Researchers at the Salk Institute have made significant strides in understanding the role of regulatory T cells, immune cells that suppress the body's response to its own tissues, thereby preventing autoimmune reactions. The study, published in Nature Communications, focuses on the protein Foxp3, identified as a critical player in determining the genome structure and function of regulatory T cells in mice.
Unraveling the Complexity of Immune Regulation
Regulatory T cells are akin to the body's peacekeepers, ensuring a harmonious internal environment by inhibiting other immune cells from attacking the body's own tissues. The behavior of these cells is influenced by their chromatin architecture—the three-dimensional organization of chromosomes—which determines the accessibility of certain genes to proteins such as Foxp3.
Professor Ye Zheng and Assistant Professor Jesse Dixon have discovered that Foxp3 is crucial in sculpting the unique chromatin architecture of regulatory T cells, promoting their immunosuppressive function. "Regulatory T cells are the peacekeepers in our body," says Zheng, co-senior author of the study. "Fully understanding the influence of Foxp3 on how these peacekeepers develop teaches us about how our immune system functions—and dysfunctions in disease."
A Structural Approach to Cellular Identity
The team embarked on mapping the 3D chromatin architecture of regulatory T cells to discern whether Foxp3 alters the chromatin structure to activate genes vital for the cells' function. They compared the chromatin architecture of regulatory T cells to effector T cells—cells that initiate attacks and mobilize other immune cells to fight. This comparison revealed unique Foxp3 binding regions exclusive to regulatory T cells.
Dongsung Lee, co-first author and former postdoctoral researcher in Dixon’s lab, remarks, "Comparing regulatory and effector T cells gave us a clear picture of Foxp3's impact on regulatory T cell identity, since Foxp3 is only seen in regulatory T cells."
The Architectural Ingenuity of Foxp3
The researchers identified distinct chromatin features called DNA loops in regulatory T cells. These loops bring genes binding to Foxp3 in close proximity to genes controlling regulatory T-cell identity, facilitating Foxp3's promotion of identity-forming gene expression.
"We wanted to see whether Foxp3 was benefiting from DNA loops that the regulatory T cell chromatin structure was already making, or if Foxp3 was in some way creating those characteristic loops," explains Zhi Liu, co-first author and former postdoctoral researcher in Zheng’s lab. "We found that Foxp3 was necessary in creating the loops, and therefore necessary in creating the chromatin architecture unique to regulatory T cells."
Implications for Immunotherapy
The study not only underscores Foxp3's role as a genetic switch but also reveals its broader influence on the genetic structure of regulatory T cells. This newfound understanding of Foxp3's role offers potential pathways for modulating immunosuppression. Dixon, the co-senior author of the study, suggests, "If we turn up Foxp3, we could see more immunosuppression, which could treat autoimmunity. If we turn down Foxp3, we could see less immunosuppression, which could be helpful in fighting cancerous tumors, since normally regulatory T cells infiltrate tumors and suppress the action of other immune cells."
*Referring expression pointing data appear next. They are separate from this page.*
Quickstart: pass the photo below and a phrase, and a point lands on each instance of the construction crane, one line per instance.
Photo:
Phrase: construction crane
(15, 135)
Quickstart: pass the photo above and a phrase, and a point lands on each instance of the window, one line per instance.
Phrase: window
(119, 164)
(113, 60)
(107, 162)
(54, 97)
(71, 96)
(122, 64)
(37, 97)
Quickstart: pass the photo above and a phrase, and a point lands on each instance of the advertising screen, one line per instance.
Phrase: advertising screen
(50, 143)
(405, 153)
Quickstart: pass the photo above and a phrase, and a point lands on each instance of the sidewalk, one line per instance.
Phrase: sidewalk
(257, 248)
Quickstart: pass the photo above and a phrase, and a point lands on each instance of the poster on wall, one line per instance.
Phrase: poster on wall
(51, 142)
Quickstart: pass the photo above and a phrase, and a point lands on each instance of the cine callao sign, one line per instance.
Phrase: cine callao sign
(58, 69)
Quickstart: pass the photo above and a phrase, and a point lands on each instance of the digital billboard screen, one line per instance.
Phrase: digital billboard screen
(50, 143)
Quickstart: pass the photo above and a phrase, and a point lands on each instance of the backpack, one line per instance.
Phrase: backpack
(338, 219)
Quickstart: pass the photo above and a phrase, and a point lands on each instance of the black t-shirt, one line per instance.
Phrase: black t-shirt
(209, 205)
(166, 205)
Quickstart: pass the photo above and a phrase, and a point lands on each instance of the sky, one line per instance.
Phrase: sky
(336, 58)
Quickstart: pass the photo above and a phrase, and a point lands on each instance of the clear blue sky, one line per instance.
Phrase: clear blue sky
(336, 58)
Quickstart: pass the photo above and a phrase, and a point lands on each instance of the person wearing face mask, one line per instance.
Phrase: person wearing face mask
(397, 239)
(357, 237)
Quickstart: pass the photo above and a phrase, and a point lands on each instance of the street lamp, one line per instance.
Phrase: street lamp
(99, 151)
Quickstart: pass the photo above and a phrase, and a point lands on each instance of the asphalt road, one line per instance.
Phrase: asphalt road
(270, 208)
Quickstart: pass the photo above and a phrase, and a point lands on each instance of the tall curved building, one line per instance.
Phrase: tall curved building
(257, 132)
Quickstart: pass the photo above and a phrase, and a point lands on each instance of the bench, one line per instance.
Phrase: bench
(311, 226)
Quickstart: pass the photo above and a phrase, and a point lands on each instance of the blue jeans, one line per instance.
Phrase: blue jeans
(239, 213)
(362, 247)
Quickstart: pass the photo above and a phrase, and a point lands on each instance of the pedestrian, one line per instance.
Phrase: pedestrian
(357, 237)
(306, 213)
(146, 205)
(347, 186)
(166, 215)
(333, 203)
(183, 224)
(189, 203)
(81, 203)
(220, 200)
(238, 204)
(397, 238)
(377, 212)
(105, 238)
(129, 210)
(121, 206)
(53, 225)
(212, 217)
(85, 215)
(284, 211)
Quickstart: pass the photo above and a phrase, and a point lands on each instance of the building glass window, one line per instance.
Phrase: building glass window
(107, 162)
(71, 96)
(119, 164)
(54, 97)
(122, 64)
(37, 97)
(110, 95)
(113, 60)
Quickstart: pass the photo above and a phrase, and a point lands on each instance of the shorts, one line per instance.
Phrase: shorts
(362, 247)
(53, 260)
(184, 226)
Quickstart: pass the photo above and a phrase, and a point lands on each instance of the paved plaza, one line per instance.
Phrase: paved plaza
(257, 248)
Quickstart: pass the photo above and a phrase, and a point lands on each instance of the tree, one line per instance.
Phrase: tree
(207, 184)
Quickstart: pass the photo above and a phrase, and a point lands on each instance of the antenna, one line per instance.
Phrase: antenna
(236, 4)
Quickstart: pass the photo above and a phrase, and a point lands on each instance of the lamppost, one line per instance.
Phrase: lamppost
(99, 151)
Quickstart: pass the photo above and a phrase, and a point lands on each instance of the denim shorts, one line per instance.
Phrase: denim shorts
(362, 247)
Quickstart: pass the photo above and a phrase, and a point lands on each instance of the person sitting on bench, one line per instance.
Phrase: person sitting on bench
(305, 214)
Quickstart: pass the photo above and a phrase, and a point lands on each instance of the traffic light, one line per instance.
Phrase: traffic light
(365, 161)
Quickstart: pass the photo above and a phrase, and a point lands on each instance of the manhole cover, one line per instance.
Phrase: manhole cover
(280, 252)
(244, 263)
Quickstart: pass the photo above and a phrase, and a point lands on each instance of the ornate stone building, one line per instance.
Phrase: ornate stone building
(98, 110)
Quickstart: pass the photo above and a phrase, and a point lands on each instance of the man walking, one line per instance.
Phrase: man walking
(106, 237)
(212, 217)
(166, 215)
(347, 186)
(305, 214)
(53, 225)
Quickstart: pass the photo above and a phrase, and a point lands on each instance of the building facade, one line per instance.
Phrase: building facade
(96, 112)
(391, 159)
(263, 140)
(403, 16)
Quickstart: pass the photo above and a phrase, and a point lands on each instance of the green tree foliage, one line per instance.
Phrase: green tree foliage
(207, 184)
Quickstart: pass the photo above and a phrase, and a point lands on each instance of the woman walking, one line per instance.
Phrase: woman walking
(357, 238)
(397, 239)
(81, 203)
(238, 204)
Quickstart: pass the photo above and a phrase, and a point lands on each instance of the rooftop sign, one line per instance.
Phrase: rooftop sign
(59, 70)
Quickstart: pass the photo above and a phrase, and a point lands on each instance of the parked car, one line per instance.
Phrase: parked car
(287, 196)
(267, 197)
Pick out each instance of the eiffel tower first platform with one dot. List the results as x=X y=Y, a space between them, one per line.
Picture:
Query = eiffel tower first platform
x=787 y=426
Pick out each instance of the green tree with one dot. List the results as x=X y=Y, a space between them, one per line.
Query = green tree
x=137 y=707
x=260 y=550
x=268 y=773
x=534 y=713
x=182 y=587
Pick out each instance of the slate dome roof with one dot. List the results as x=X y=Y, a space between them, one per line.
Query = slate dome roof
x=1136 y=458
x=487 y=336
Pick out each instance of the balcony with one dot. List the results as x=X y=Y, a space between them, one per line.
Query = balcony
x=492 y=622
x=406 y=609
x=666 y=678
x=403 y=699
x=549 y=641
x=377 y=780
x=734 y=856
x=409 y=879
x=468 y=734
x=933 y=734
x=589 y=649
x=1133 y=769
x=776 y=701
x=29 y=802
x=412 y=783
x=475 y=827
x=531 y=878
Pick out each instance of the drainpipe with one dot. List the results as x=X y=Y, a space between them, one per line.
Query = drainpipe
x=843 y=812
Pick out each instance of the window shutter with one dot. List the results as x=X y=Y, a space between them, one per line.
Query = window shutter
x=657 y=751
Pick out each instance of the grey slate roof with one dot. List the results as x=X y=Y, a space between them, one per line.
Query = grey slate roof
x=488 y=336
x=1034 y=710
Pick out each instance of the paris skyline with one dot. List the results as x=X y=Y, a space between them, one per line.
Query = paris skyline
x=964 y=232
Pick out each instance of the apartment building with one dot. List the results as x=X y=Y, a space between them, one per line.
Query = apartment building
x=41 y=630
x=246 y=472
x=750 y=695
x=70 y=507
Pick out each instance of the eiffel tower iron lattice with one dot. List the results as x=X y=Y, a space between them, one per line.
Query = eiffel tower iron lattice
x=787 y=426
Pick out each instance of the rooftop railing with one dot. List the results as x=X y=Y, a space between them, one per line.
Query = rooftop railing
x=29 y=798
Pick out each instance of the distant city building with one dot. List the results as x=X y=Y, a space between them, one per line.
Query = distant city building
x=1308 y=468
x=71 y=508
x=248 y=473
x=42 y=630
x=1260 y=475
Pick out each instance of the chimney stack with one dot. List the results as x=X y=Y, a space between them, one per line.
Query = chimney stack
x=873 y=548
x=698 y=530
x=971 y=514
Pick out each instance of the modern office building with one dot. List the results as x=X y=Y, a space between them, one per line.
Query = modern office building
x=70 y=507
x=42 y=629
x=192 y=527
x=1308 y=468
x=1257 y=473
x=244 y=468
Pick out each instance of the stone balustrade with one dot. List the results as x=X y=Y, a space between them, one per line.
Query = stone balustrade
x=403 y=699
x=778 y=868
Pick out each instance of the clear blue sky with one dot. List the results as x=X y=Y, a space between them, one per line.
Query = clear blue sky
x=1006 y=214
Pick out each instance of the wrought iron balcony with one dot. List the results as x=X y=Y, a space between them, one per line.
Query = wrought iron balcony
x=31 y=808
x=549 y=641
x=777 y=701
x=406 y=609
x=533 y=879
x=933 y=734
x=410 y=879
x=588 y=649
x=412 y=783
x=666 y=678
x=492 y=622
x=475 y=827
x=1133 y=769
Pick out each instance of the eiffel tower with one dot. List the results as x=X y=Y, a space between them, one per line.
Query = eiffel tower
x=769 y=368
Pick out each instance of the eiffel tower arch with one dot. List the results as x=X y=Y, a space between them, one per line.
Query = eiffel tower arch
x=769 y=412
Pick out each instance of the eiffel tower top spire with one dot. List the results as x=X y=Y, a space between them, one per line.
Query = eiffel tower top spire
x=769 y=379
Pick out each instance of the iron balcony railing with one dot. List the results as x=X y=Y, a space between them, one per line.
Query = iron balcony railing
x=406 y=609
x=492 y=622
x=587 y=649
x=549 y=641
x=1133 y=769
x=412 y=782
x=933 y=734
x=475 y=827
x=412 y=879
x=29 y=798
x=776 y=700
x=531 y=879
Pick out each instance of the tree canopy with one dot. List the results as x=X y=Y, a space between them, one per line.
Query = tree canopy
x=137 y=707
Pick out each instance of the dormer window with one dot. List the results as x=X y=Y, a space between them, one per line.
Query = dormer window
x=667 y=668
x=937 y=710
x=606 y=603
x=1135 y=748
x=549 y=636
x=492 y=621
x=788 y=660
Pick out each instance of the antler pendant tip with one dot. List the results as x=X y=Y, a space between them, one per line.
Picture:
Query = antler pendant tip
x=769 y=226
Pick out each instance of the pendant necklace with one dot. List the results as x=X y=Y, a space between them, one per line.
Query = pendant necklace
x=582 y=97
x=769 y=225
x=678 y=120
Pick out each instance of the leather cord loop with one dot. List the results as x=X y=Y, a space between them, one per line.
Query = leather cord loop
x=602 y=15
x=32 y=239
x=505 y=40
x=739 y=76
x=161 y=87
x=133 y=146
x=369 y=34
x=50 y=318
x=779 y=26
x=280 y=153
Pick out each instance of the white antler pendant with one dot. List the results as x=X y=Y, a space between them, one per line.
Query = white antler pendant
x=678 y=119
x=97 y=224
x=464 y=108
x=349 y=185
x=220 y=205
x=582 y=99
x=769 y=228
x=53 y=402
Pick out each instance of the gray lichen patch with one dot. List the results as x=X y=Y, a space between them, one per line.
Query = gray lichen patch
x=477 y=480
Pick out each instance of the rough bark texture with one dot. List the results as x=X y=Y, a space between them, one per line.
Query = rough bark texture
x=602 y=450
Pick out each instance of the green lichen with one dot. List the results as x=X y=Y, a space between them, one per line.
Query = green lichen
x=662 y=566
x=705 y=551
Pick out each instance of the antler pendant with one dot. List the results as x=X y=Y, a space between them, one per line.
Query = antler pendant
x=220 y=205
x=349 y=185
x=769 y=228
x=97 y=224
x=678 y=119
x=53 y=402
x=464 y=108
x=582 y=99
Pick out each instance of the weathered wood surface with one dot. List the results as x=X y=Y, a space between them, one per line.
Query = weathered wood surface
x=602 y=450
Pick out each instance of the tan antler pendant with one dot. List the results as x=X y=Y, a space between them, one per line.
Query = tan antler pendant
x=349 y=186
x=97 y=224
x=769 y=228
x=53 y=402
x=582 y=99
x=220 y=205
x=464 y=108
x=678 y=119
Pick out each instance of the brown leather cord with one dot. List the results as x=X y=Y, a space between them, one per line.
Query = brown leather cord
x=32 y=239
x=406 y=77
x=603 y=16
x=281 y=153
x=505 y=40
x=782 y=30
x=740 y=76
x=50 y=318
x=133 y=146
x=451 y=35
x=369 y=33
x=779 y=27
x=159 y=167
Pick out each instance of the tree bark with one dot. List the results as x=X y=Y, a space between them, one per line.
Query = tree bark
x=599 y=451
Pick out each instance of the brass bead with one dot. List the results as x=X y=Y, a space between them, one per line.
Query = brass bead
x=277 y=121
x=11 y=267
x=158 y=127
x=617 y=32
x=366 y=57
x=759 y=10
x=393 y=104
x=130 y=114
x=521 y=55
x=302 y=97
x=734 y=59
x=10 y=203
A Continuation of Discovery
Further research is required to unravel how Foxp3 collaborates with other proteins to create DNA loops in regulatory T cells. As researchers delve deeper into the relationship between Foxp3 and regulatory T cells, they hope Foxp3 will emerge as a viable target for therapies aimed at regulating immunosuppression. This work opens doors to novel approaches in treating autoimmune diseases and cancer, highlighting the nuanced interplay between our genetic makeup and immune function.